Hazret-i Dâvûd aleyhisselâm bir mağara görüp ve ittilâ (araştırmak) için içine
girerler. Ve onda bir racûl meyyit cesedi (ölü adam cesedi) ve başı ucunda bir levha
görürler ki levhada (şunlar yazılıdır):
“Ben filan oğlu filan melik (kral) olup bin sene saltanat ve bin şehir bina ve bin
kız tezevvüc edip ve bin ordu bozdum idi.

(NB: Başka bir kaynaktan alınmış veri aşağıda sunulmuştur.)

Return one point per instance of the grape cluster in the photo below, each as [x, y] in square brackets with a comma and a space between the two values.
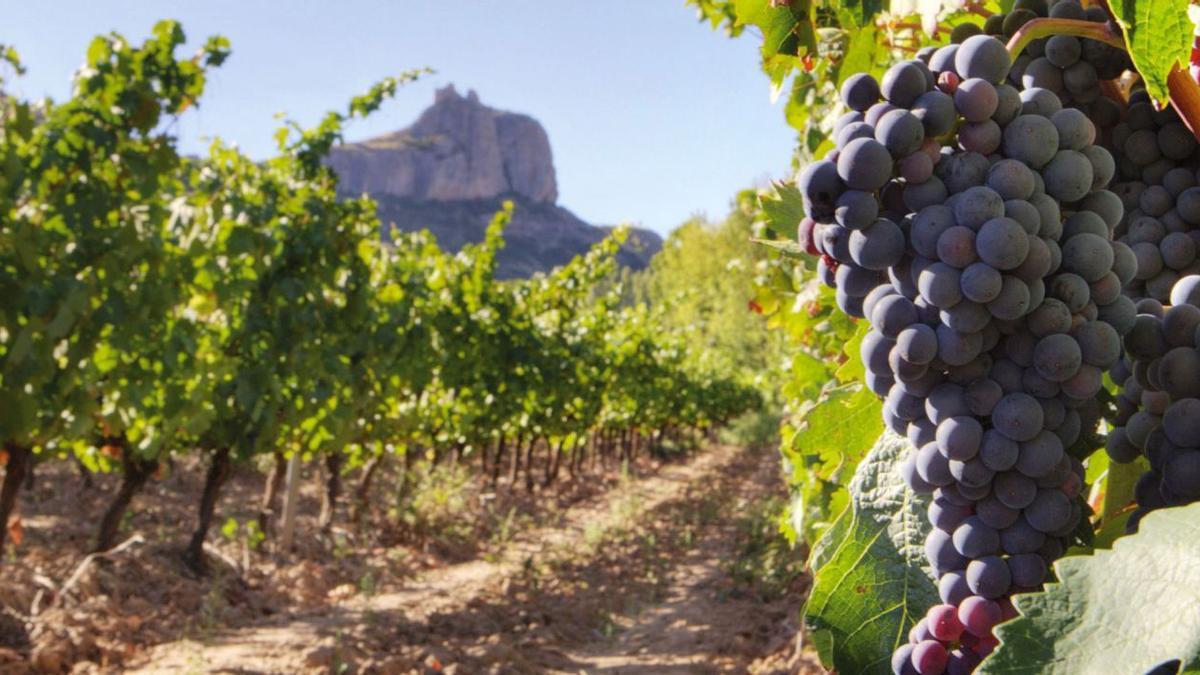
[1068, 66]
[1157, 159]
[969, 223]
[1158, 408]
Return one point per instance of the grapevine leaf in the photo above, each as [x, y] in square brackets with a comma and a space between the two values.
[1158, 35]
[1119, 483]
[790, 249]
[785, 29]
[853, 370]
[784, 208]
[873, 581]
[1120, 610]
[838, 431]
[859, 53]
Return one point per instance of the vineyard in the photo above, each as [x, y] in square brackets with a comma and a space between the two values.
[249, 425]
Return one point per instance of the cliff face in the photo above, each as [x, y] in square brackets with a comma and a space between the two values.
[453, 168]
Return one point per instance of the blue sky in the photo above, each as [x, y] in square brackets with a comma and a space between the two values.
[652, 117]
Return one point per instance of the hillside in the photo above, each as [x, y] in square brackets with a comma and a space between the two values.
[451, 169]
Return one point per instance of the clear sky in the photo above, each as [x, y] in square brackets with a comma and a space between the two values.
[652, 117]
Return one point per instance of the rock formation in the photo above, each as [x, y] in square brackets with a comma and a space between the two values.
[453, 168]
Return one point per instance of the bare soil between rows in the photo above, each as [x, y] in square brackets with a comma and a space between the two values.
[619, 575]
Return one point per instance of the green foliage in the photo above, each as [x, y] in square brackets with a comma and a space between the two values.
[1158, 36]
[701, 285]
[870, 579]
[162, 304]
[1121, 610]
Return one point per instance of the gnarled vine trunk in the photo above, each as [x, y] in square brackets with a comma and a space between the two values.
[556, 454]
[497, 461]
[363, 491]
[135, 473]
[271, 494]
[13, 476]
[333, 490]
[216, 476]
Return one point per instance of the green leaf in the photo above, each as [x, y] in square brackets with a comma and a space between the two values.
[1158, 35]
[1119, 484]
[784, 208]
[874, 583]
[853, 370]
[1121, 610]
[789, 248]
[862, 13]
[862, 49]
[784, 29]
[838, 431]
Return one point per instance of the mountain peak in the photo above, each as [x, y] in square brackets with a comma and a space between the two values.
[457, 149]
[450, 171]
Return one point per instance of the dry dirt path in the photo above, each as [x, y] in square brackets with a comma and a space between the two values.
[609, 587]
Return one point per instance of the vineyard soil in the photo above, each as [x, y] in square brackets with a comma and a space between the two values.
[634, 578]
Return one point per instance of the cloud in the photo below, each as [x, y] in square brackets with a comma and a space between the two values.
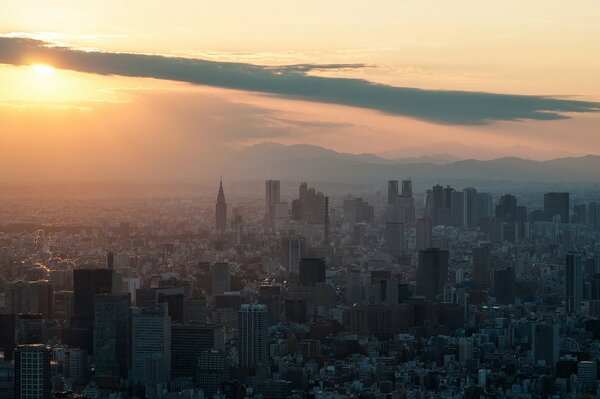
[437, 106]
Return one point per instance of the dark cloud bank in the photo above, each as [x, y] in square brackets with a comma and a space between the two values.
[443, 107]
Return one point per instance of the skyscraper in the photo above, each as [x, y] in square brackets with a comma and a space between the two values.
[556, 204]
[221, 210]
[424, 233]
[111, 334]
[273, 196]
[432, 274]
[150, 345]
[32, 372]
[220, 278]
[392, 191]
[253, 339]
[573, 282]
[545, 343]
[394, 239]
[312, 271]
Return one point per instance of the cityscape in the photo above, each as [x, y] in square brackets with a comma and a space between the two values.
[269, 199]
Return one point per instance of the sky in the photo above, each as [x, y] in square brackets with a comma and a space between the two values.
[106, 89]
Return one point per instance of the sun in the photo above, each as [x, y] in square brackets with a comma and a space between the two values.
[43, 70]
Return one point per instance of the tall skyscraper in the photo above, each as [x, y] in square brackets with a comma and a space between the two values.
[432, 274]
[392, 191]
[221, 210]
[150, 345]
[188, 341]
[312, 271]
[481, 266]
[111, 329]
[32, 372]
[556, 204]
[273, 196]
[573, 282]
[221, 280]
[87, 284]
[253, 338]
[30, 297]
[424, 233]
[394, 239]
[545, 343]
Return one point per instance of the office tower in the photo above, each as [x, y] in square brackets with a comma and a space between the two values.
[424, 234]
[470, 198]
[458, 209]
[432, 274]
[394, 239]
[174, 296]
[326, 223]
[507, 208]
[30, 297]
[111, 326]
[87, 284]
[8, 325]
[353, 287]
[221, 282]
[188, 341]
[556, 204]
[573, 282]
[293, 250]
[504, 285]
[545, 343]
[150, 345]
[310, 205]
[29, 329]
[481, 266]
[253, 337]
[312, 271]
[392, 191]
[594, 215]
[76, 367]
[272, 197]
[587, 375]
[32, 372]
[212, 371]
[221, 210]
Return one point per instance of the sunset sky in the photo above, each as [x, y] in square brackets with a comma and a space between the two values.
[113, 88]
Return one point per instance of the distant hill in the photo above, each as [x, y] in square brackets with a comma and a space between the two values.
[300, 162]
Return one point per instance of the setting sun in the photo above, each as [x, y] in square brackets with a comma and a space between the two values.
[43, 70]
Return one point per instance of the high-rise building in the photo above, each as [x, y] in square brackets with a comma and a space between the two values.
[150, 345]
[32, 372]
[573, 282]
[432, 274]
[545, 343]
[481, 266]
[392, 191]
[188, 341]
[30, 297]
[556, 204]
[253, 336]
[424, 233]
[312, 271]
[272, 196]
[87, 284]
[293, 250]
[221, 281]
[504, 285]
[111, 325]
[458, 209]
[394, 239]
[221, 210]
[212, 371]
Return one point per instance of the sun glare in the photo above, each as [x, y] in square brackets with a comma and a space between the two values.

Sonra ülkemde kaht (kıtlık) olmakla hâlim şu
sûrete vardı (sonunda hâlim öyle oldu) ki bir çörek tahsîli (elde etmek) için bir zenbil
(sepet) dolusu akçeyi memâlikime (ülkelerime) gönderdim, bulunamadı. Ba’dehû cevâhir
ile dolu bir zenbil-i âhâr (mücevher dolu bir sepet) dahî gönderdim. Yine
bulunamadığından saray-ı âlîye (de) açlığımdan fevt oldum (büyük sarayımda acımdan
öldüm). Hangi kimsedir ki bir çöreğe mâlik olarak sabahlamaya yâni ondan gayrı şeye
mâlik olmaya da rûy-ı arzda (yeryüzünde) kendinden zengin var deyû zan ve zum’
eylemesin (iddia etmesin). Hak Teâlâ fakiri de zengini de ifnâ eder (yok eder)”
“Bir değirmendir bu fânî, un eder bir gün bizi.”